Die russische Staatsduma hat am Dienstag ein umstrittenes Gesetz verabschiedet, das Geldstrafen für die gezielte Suche nach extremistischen Materialien im Internet sowie für die Werbung für VPN-Dienste vorsieht. 306 Abgeordnete stimmten dafür, 67 dagegen, 22 enthielten sich. Das Gesetz tritt am 1. September dieses Jahres in Kraft:
Magomedali Alijew, Leiter des Bereichs „Geistiges Eigentum und Medien“ der Anwaltskanzlei „Paljulin und Partner“, erklärte gegenüber der Zeitung Swobodnaja Pressa, dass das Hauptproblem des Gesetzes in der Unklarheit der Definitionen liege – insbesondere in Bezug darauf, was als „vorsätzliche“ Suche oder „offensichtlich extremistisches“ Material gelten soll. Die Liste des russischen Justizministeriums mit extremistischen Inhalten umfasst derzeit etwa 5.500 Einträge, darunter Bücher, Videos, Musik und Bilder – und wird laufend erweitert.
„Bürger können unbeabsichtigt auf solche Inhalte stoßen, ohne deren Status zu kennen – insbesondere, wenn sie VPN-Dienste nutzen, um gesperrte Ressourcen aufzurufen“, so Alijew. Zwar versicherten die Abgeordneten, dass keine automatische Überwachung von Suchanfragen stattfinden werde, doch schaffe das Gesetz die Voraussetzungen für eine Ausweitung der staatlichen Kontrolle. „Es ist schwierig, eine vorsätzliche Handlung ohne die Beschlagnahmung von Geräten zu beweisen. In der Praxis sind solche Beschlagnahmungen durch Sicherheitsbehörden jedoch gängige Praxis“, warnte der Jurist. Dies gefährde die Privatsphäre und berge das Risiko selektiver Strafverfolgung, insbesondere gegenüber Regierungskritikern.

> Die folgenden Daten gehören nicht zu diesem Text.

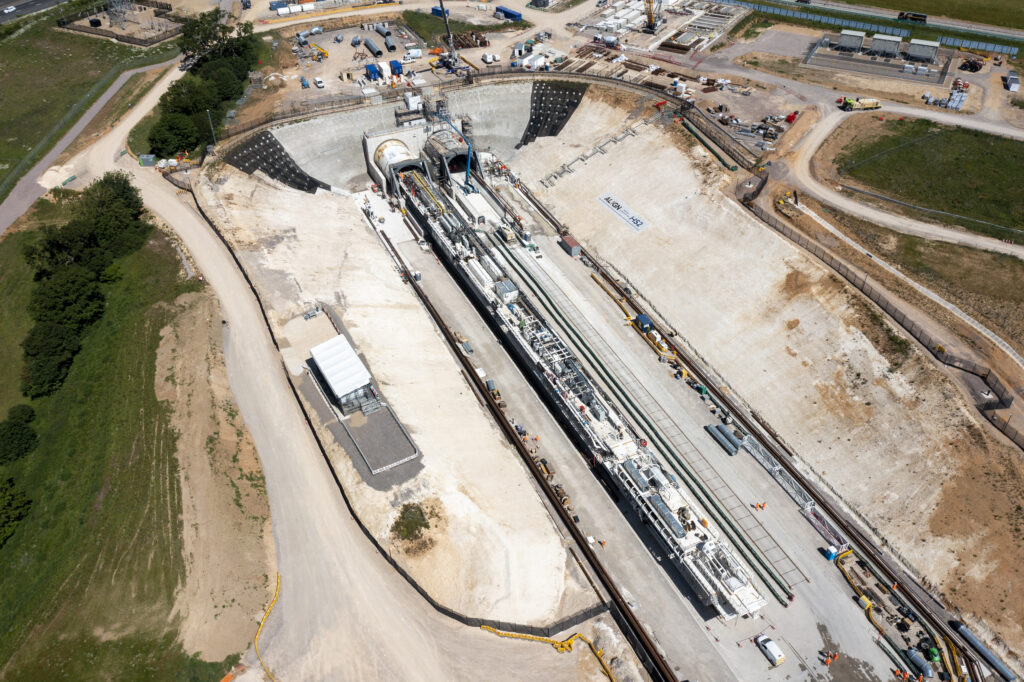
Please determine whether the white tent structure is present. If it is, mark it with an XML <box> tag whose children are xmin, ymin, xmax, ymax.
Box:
<box><xmin>309</xmin><ymin>334</ymin><xmax>372</xmax><ymax>402</ymax></box>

Laut Alijew führe das Gesetz de facto eine strafrechtliche Verantwortung für den bloßen Konsum von Informationen ein – nicht nur für deren Verbreitung. Dies sei bislang nicht gesetzlich verankert gewesen. Der Effekt: Selbstzensur. „Menschen könnten sich davor scheuen, selbst auf legalen Plattformen nach bestimmten Informationen zu suchen – aus Angst, des vorsätzlichen Suchens bezichtigt zu werden“, sagte er.

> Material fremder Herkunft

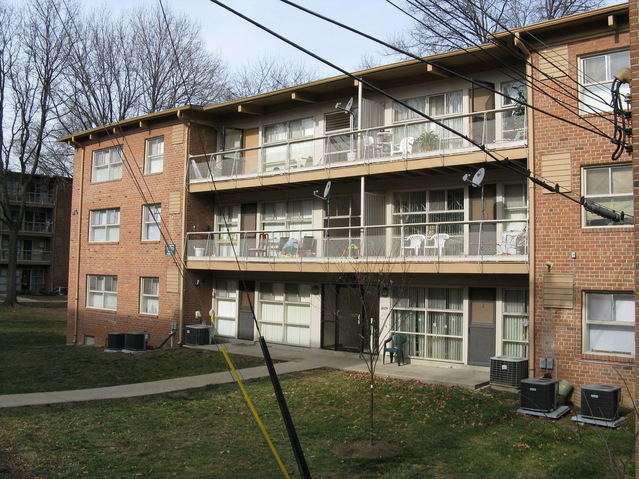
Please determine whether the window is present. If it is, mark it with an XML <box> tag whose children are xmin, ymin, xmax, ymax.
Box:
<box><xmin>89</xmin><ymin>208</ymin><xmax>120</xmax><ymax>243</ymax></box>
<box><xmin>140</xmin><ymin>278</ymin><xmax>160</xmax><ymax>314</ymax></box>
<box><xmin>263</xmin><ymin>118</ymin><xmax>315</xmax><ymax>171</ymax></box>
<box><xmin>142</xmin><ymin>204</ymin><xmax>162</xmax><ymax>241</ymax></box>
<box><xmin>579</xmin><ymin>50</ymin><xmax>630</xmax><ymax>113</ymax></box>
<box><xmin>144</xmin><ymin>136</ymin><xmax>164</xmax><ymax>173</ymax></box>
<box><xmin>583</xmin><ymin>164</ymin><xmax>633</xmax><ymax>226</ymax></box>
<box><xmin>393</xmin><ymin>188</ymin><xmax>464</xmax><ymax>238</ymax></box>
<box><xmin>393</xmin><ymin>287</ymin><xmax>464</xmax><ymax>362</ymax></box>
<box><xmin>502</xmin><ymin>289</ymin><xmax>529</xmax><ymax>358</ymax></box>
<box><xmin>584</xmin><ymin>293</ymin><xmax>635</xmax><ymax>356</ymax></box>
<box><xmin>262</xmin><ymin>200</ymin><xmax>313</xmax><ymax>239</ymax></box>
<box><xmin>324</xmin><ymin>108</ymin><xmax>357</xmax><ymax>163</ymax></box>
<box><xmin>393</xmin><ymin>90</ymin><xmax>464</xmax><ymax>149</ymax></box>
<box><xmin>260</xmin><ymin>283</ymin><xmax>311</xmax><ymax>346</ymax></box>
<box><xmin>87</xmin><ymin>275</ymin><xmax>118</xmax><ymax>311</ymax></box>
<box><xmin>91</xmin><ymin>146</ymin><xmax>122</xmax><ymax>183</ymax></box>
<box><xmin>503</xmin><ymin>183</ymin><xmax>528</xmax><ymax>231</ymax></box>
<box><xmin>215</xmin><ymin>280</ymin><xmax>237</xmax><ymax>338</ymax></box>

Zwar sei die Nutzung von VPNs an sich nicht verboten, werde aber als erschwerender Umstand gewertet, wenn ein Verstoß festgestellt werde. Dadurch entstehe zusätzlicher Druck auf Nutzer, die VPNs etwa zum Zugang zu gesperrten sozialen Netzwerken verwenden – einschließlich solcher, die in Russland als extremistisch eingestuft wurden.
Besonders gefährdet seien laut Alijew Berufsgruppen wie Historiker oder Medienvertreter, die beruflich mit sensiblen Inhalten arbeiten. „Historiker könnten Probleme bekommen, wenn sie Materialien zu verbotenen Organisationen untersuchen, etwa Werke von NSDAP-Führern oder anderer Bewegungen, die vom Nürnberger Tribunal als extremistisch eingestuft wurden“, sagte der Jurist.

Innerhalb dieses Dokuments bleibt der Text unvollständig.